Asked if she would push that bill if she is elected president, Harris said: “Not only push it, I would make sure that it would come to my desk and I would sign it.”

She also said she does not support decriminalizing illegally crossing the border into the United States, reversing another position she took during her 2019 presidential run.

“We have laws that have to be followed and enforced that deal with people who cross our border illegally, and there should be consequences,” Harris said, arguing that she had prosecuted transnational criminal organizations as California attorney general.

Walz says he owns his mistakes

Walz was also pressed on false claims he’s made in the past, including a 2018 video in which he addresses gun violence and refers to “weapons of war, that I carried in war.”

Though Walz served 24 years in the Army National Guard, he was never in a combat zone. He said he misspoke.

“My wife, the English teacher, told me my grammar’s not always correct,” he said.

Walz had also said in his convention speech that he and his wife used in vitro fertilization to conceive their children, but has since clarified it was a different kind of fertility treatment.

“I certainly own my mistakes when I make them,” he said.

“I won’t apologize for speaking passionately, whether it’s guns in schools or protection of reproductive rights,” he said. “The contrast could not be clearer … I think most Americans get it.”
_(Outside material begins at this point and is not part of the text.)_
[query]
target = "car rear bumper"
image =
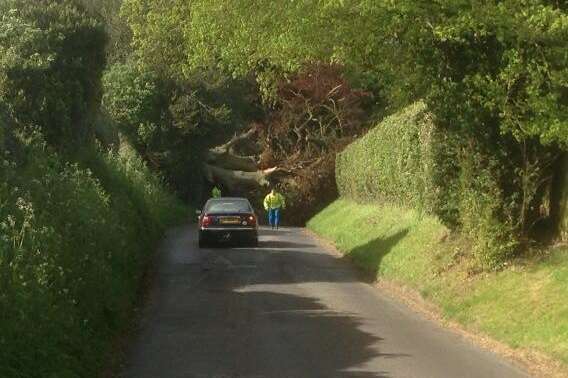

Walz said he would not insult Republicans, a comment that came the same day his GOP rival for the vice presidency, Ohio Sen. JD Vance, said Harris could “go to hell” in regards to the Afghanistan withdrawal.

Their drastically different approaches to the campaign will be on display when they meet for a debate hosted by CBS on Oct. 1.

‘I’m talking about an era’

The response that Harris’ policy proposals and promises of a new day in American politics have been met with from many Republicans has been: Why haven’t those things already happened in the three-and-a-half years she’s been vice president?

The vice president said Thursday she is “talking about an era that started about a decade ago” — which is when Trump moved to the political forefront.

In the Trump era, Harris said, “there is some suggestion — warped, I believe it to be — that the measure of the strength of a leader is who you beat down, instead of where I believe most Americans are, which is to believe that the true measure of the strength of a leader is based on who you lift up.”

“That’s what’s at stake, as much as any other detail that we could discuss, in this election,” she said.